• gsliepen 3 hours ago

    > For example, instead of a power function that uses a loop, you could generate specialized code like x * x * x * x * x directly. This eliminates runtime overhead and creates highly optimized code.

    This is misguided. For decennia now, there is no reason to assume that hand-unrolled code is faster than a for-loop. Compilers optimize this stuff, and they do this even better than mindlessly multiplying x by itself. For example, raising x to the power 6 only needs 3 multiplications, see for example: https://godbolt.org/z/Edz4jjqvv

    While there are definitely use cases for meta-programming, optimization is not one of them.

    • undefined 8 hours ago
      [deleted]
      • TimorousBestie 9 hours ago

        This is fascinating. I could see it being very useful for writing SIMD abstraction layers (like Highway or SIMDe) without so much of the cruft.

        • kldx 7 hours ago

          > For example, instead of a power function that uses a loop, you could generate specialized code like x * x * x * x * x directly.

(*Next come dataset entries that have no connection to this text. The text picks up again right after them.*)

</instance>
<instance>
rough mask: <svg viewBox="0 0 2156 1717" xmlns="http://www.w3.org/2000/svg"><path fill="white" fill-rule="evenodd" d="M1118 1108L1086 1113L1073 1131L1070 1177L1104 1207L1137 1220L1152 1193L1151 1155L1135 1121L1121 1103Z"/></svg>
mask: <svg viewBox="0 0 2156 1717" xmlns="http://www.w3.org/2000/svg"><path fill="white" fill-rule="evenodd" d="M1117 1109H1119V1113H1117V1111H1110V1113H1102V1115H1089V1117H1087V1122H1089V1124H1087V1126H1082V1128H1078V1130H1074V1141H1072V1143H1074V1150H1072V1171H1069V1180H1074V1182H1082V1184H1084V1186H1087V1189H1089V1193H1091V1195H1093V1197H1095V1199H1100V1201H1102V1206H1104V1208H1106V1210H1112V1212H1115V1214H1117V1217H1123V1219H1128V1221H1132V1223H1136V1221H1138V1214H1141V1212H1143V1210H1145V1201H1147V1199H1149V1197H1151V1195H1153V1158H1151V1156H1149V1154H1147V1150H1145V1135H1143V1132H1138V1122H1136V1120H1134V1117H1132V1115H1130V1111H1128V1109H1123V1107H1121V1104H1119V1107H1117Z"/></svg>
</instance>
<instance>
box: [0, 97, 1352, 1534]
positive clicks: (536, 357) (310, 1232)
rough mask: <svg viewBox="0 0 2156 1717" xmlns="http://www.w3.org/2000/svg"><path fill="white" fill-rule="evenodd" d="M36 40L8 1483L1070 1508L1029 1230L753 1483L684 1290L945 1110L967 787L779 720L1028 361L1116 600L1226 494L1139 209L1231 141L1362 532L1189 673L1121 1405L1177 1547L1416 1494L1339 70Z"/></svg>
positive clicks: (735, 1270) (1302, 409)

This eliminates runtime overhead and creates highly optimized code.

          Could anyone explain to me how this is different from templates or parameter pack expansion in C++? I can see the constexpr-ness here is encoded in the type system and appears more composable, but I am not sure if I am missing the point.

          I looked at the paper but I can't find anything related to C++.

          • gsliepen 3 hours ago

            > Could anyone explain to me how this is different from templates or parameter pack expansion in C++?

            I don't think it's any different.

            > I can see the constexpr-ness here is encoded in the type system

            I also see they introduce new constructs like let$, so it's not just a type system thing.

            > I looked at the paper but I can't find anything related to C++.

            I don't think the author needs to compare their code to C++. That said, it looks to me like it is similar to the upcoming C++26's reflection capabilities.

          • perihelions 6 hours ago

            How is this different from a syntactic macro?

            • burakemir 5 hours ago

              Two big differences:

                - it is typed, and
              
                - multi-stage programming can also describe runtime-code generation.